Question

Show how to convert trans-3-phenyl-2-propenoic acid (cinnamic acid) to each compound. (a) OCC=Cc1ccccc1 (b) O=C(O)CCc1ccccc1 (c) OCCCc1ccccc1

Short answer

Question: Describe the synthesis steps for the conversion of cinnamic acid to allyl phenyl ether, undecanoic acid, and phenethyl alcohol. Answer: 1. Conversion to Allyl Phenyl Ether: a) Reduction of the carboxylic acid to an alcohol using lithium aluminum hydride (LiAlH4). b) Williamson ether synthesis using 3-phenylprop-2-en-1-ol and allyl bromide in the presence of sodium hydride (NaH). 2. Conversion to Undecanoic Acid: a) Hydrogenation of trans-3-phenyl-2-propenoic acid with hydrogen gas (H2) and palladium on carbon (Pd/C) catalyst. b) Extension of the carbon chain by first converting hexanoic acid into hexanoyl chloride using thionyl chloride (SOCl2) and then reacting it with n-butyl magnesium bromide. 3. Conversion to Phenethyl Alcohol: a) Reduction of the carboxylic acid and the alkene using diisobutylaluminum hydride (DIBAL-H) followed by catalytic hydrogenation with hydrogen gas (H2) and a palladium on carbon (Pd/C) catalyst. b) Isomerization to phenethyl alcohol using a base-catalyzed reaction with potassium tert-butoxide (KOtBu).

Step-by-step solution

Conversion to Allyl Phenyl Ether (a)

To convert cinnamic acid to allyl phenyl ether, follow these steps: 1. Reduction of the carboxylic acid to an alcohol: Add a reducing agent such as lithium aluminum hydride (LiAlH4) to convert the carboxylic acid group (-COOH) of cinnamic acid to an alcohol group (-OH), forming 3-phenylprop-2-en-1-ol. 2. Williamson ether synthesis: Perform the Williamson ether synthesis by reacting 3-phenylprop-2-en-1-ol with allyl bromide in the presence of a base such as sodium hydride (NaH). This reaction results in the formation of allyl phenyl ether.

Conversion to Undecanoic Acid (b)

To convert cinnamic acid to undecanoic acid, follow these steps: 1. Hydrogenation of trans-3-phenyl-2-propenoic acid: Treat cinnamic acid with hydrogen gas (H2) in the presence of a catalyst, such as palladium on carbon (Pd/C), to fully hydrogenate the alkene and the aromatic ring. This reaction results in the formation of hexanoic acid. 2. Extension of the carbon chain: Perform a two-step reaction to extend the carbon chain. First, convert hexanoic acid into hexanoyl chloride using thionyl chloride (SOCl2). Then, react hexanoyl chloride with n-butyl magnesium bromide in a Grignard reaction to append four carbons, forming undecanoic acid.

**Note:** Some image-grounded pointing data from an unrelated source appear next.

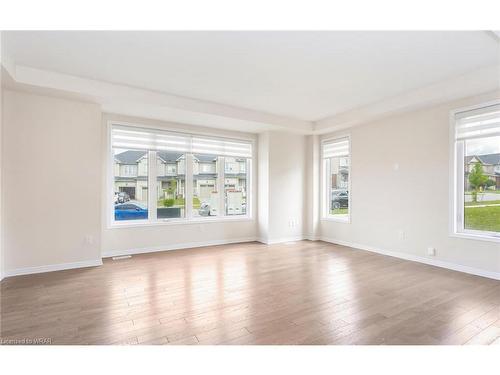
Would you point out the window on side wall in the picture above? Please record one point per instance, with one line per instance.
(336, 179)
(476, 185)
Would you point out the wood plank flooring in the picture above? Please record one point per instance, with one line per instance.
(250, 293)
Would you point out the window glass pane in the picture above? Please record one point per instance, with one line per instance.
(482, 184)
(235, 185)
(130, 185)
(170, 167)
(205, 195)
(339, 184)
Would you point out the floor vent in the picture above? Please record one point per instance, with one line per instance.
(122, 257)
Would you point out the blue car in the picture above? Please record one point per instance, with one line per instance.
(130, 211)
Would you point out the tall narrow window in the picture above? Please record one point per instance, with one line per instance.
(130, 184)
(170, 184)
(206, 197)
(477, 174)
(235, 185)
(336, 178)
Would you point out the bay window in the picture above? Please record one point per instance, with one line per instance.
(162, 176)
(476, 171)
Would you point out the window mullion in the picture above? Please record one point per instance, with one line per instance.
(188, 186)
(460, 187)
(221, 178)
(152, 186)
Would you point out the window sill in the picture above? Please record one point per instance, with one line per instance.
(343, 219)
(478, 237)
(178, 222)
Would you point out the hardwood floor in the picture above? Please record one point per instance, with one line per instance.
(250, 293)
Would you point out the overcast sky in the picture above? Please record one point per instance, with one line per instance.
(483, 146)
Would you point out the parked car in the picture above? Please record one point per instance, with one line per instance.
(130, 211)
(204, 209)
(340, 199)
(121, 197)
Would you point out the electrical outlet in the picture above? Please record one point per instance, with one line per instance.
(89, 239)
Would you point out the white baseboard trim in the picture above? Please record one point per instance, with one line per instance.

Conversion to Phenethyl Alcohol (c)

To convert cinnamic acid to phenethyl alcohol, follow these steps: 1. Reduction of the carboxylic acid and the alkene: Use a reducing agent such as diisobutylaluminum hydride (DIBAL-H) to selectively reduce the carboxylic acid group (-COOH) to an aldehyde group (-CHO). Then, perform a catalytic hydrogenation using hydrogen gas (H2) and a palladium on carbon (Pd/C) catalyst to reduce the alkene, forming (E)-phenethyl alcohol as the major product. 2. Isomerization to phenethyl alcohol: To fully convert the E-isomer to the desired phenethyl alcohol, perform a base-catalyzed isomerization using a mild base, such as potassium tert-butoxide (KOtBu), in a suitable solvent. This step will provide the target compound, phenethyl alcohol.